A Recipe For More Temper Tantrums: Ignoring Temper Tantrums

By Leanna Rae Scott


I:0:T Let's look for a few minutes at the conventional wisdom around children's tantrums. Have you ever been subject to or witnessed a tantrum in progress when a parent (maybe even yourself) was actually observing the traditional ignore-the-tantrum rule? Somewhere in a public store, an infant or child was in a screaming rage. The parent reacted by (1) not paying any attention to the tantrum and the child, (2) keeping calm and cool, (3) staying nonchalant and unruffled, and (4) as fast as possible (while trying to look unhurried) getting out through the checkout and outside of the store. This outcome was much to everyone's relief, other than the child's-whose frustration and anger to that point had escalated to the extreme.

Let's examine this paradigm more closely. (I swear-that word is the only super-annoying scholarly one I will use here.) Responding to tantrums primarily through ignoring them is part of a very old parenting model or set of concepts, assumptions, values, and practices that constitutes a wrongheaded or misguided way of viewing tantrum reality.

All along, the parenting experts have been telling parents they should ignore tantrums just because (according to them) ignoring tantrums is the best way to deal with tantrum behavior in children. Experts, however, mostly admit that ignoring tantrums will not change or eliminate them-because, after all, they say, tantrum behavior in children is natural, normal, and inevitable.

Tantrum Probability: Tantrum behavior + responding by ignoring = tantrum behavior.

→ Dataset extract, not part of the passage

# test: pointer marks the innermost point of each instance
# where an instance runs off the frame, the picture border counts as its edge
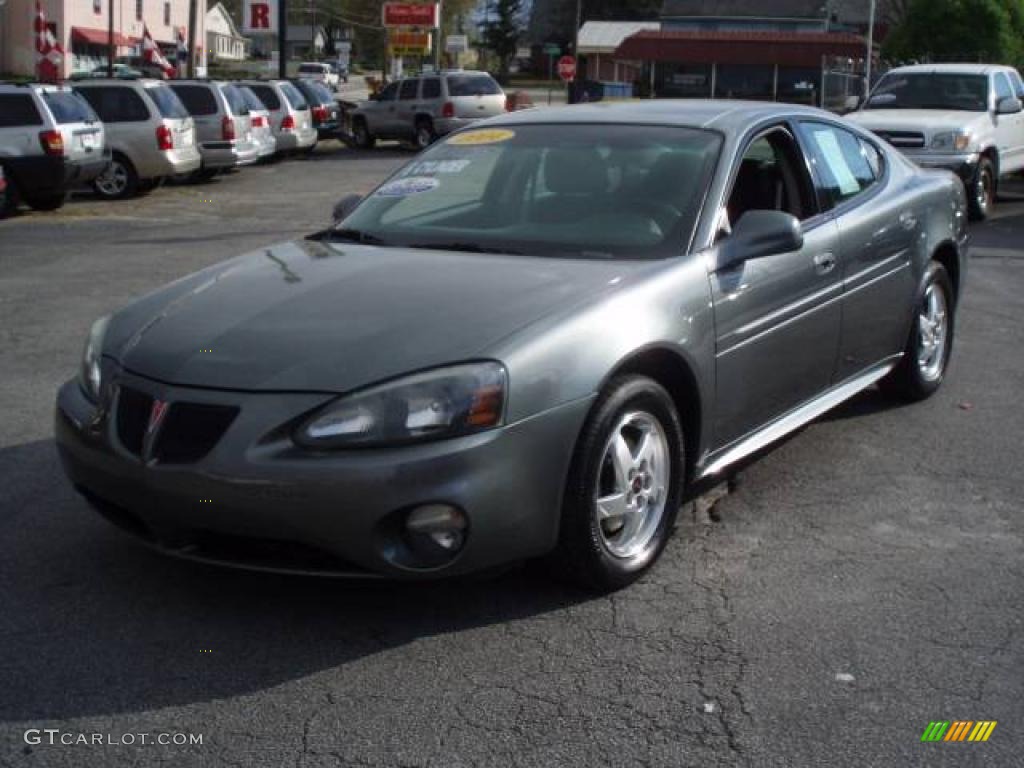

This circular theory really begs a few questions. What measurement is there for parents to use so they can understand if they're ignoring the tantrums thoroughly enough or well enough? Just kidding. Nobody asks that question. But they should. How can parents know if ignoring tantrums is even a good and valid technique like the experts say it is? There is absolutely no change or success to measure and no tool to use to evaluate this technique's effectiveness. This technique, in fact, doesn't claim to be effective in the creation of a change. Using this technique isn't supposed to solve anything. When the tantrum behavior, as it undoubtedly will, stays the same or perhaps gets worse, the tantrum parents are supposed to keep on ignoring the tantrums simply because the experts say so.

And that's exactly what I did at the beginning, novice parent that I was. I repeatedly ignored my first four children's tantrums until each of them outgrew the behavior, at about the age of two. I also responded to the tantrums of my fifth baby by ignoring them, until I found out that this technique was largely contributing to and provoking all of his tantrum behavior. I came to understand that the technique of ignoring tantrum and pre-tantrum anger is a big part of the cause of tantrums. And I learned clearly that as long as tantrums will be ignored they will continue to occur.